In Python, I often write functions that filter a collection to find instances of specific subtypes. For example I might look for a specific kind of nodes in a DOM or a specific kind of events in a log:
def find_pre(soup: TagSoup) -> List[tags.pre]:
"""Find all <pre> nodes in `tag_soup`."""
…
def filter_errors(log: List[LogEvent]) -> List[LogError]:
"""Keep only errors from `log`."""
…
Writing types for these functions is easy. But what about generic versions of these functions that take an argument to specify which types to return?
def find_tags(tag_soup: TagSoup, T: type) -> List[T]:
"""Find all nodes of type `T` in `tag_soup`."""
…
def filter_errors(log: List[LogEvent], T: type) -> List[T]:
"""Keep only events of type `T` from `log`."""
…
(The signatures above are wrong: I can't refer to T
in the return type.)
This is a fairly common design: docutils
has node.traverse(T: type)
, BeautifulSoup
has soup.find_all()
, etc. Of course it can get arbitrarily complex, but can Python type annotations handle simple cases like the above?
Here is a MWE to make it very concrete:
from dataclasses import dataclass
from typing import *
@dataclass
class Packet: pass
@dataclass
class Done(Packet): pass
@dataclass
class Exn(Packet):
exn: str
loc: Tuple[int, int]
@dataclass
class Message(Packet):
ref: int
msg: str
Stream = Callable[[], Union[Packet, None]]

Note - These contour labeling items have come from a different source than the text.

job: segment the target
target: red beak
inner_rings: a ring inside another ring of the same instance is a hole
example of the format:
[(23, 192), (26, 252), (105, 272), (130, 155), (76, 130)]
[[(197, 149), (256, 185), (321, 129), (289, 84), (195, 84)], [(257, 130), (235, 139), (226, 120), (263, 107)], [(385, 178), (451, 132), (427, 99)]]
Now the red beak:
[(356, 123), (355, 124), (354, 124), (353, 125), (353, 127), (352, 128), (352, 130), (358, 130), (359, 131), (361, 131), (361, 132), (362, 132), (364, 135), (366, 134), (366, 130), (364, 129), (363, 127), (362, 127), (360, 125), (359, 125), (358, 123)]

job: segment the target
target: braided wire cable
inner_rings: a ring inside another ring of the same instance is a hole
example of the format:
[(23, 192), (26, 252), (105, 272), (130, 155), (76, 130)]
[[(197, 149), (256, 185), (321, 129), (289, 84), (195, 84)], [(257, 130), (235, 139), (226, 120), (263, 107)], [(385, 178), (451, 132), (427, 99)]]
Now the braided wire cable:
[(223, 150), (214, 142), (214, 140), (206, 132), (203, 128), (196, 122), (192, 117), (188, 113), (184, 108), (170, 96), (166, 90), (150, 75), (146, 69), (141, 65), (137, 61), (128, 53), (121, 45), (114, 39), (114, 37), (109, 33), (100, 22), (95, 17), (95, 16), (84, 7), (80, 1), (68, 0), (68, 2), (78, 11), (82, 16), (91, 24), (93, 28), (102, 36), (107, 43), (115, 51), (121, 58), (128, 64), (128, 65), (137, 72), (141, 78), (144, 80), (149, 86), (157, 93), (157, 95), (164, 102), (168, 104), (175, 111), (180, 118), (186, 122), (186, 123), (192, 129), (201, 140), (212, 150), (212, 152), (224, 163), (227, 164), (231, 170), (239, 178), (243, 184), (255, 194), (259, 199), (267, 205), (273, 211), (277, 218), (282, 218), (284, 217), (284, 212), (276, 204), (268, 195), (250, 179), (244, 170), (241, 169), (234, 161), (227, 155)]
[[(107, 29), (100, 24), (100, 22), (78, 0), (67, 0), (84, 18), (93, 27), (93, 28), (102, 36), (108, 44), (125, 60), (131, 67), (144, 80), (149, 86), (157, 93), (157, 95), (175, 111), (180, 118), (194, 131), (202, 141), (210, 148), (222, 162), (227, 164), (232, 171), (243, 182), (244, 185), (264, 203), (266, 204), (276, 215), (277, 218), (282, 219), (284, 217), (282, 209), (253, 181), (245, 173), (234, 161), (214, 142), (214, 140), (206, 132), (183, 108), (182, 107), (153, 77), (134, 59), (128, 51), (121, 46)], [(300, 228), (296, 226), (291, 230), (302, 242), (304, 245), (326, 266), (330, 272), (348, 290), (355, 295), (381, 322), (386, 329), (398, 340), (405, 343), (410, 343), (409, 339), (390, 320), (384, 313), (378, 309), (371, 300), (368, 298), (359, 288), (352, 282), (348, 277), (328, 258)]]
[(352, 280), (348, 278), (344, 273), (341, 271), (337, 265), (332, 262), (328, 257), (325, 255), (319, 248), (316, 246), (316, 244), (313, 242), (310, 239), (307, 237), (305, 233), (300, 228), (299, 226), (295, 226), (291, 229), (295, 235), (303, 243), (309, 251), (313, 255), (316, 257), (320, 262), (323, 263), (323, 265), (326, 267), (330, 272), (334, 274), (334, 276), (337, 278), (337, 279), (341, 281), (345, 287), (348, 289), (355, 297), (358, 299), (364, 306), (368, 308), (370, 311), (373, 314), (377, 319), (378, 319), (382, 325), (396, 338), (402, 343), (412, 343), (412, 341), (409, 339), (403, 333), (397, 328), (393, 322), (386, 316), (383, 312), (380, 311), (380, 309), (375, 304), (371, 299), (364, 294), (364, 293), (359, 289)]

def stream_response(stream: Stream, types) -> Iterator[??]:
while response := stream():
if isinstance(response, Done): return
if isinstance(response, types): yield response
def print_messages(stream: Stream):
for m in stream_response(stream, Message):
print(m.msg) # Error: Cannot access member "msg" for "Packet"
msgs = iter((Message(0, "hello"), Exn("Oops", (1, 42)), Done()))
print_messages(lambda: next(msgs))
Pyright says:
29:17 - error: Cannot access member "msg" for type "Packet"
Member "msg" is unknown (reportGeneralTypeIssues)
In the example above, is there a way to annotate stream_response
so that Python type checkers will accept the definition of print_messages
?
Okay, here we go. It passes MyPy --strict, but it isn't pretty.
For a given class A
, we know that the type of an instance of A
will be A
(obviously). But what is the type of A
itself? Technically, the type of A
is type
, as all python classes that don't use metaclassses are instances of type
. However, annotating an argument with type
doesn't tell the type-checker much. The syntax used for python type-checking to go "one step up" in the type hierarchy is, instead, Type[A]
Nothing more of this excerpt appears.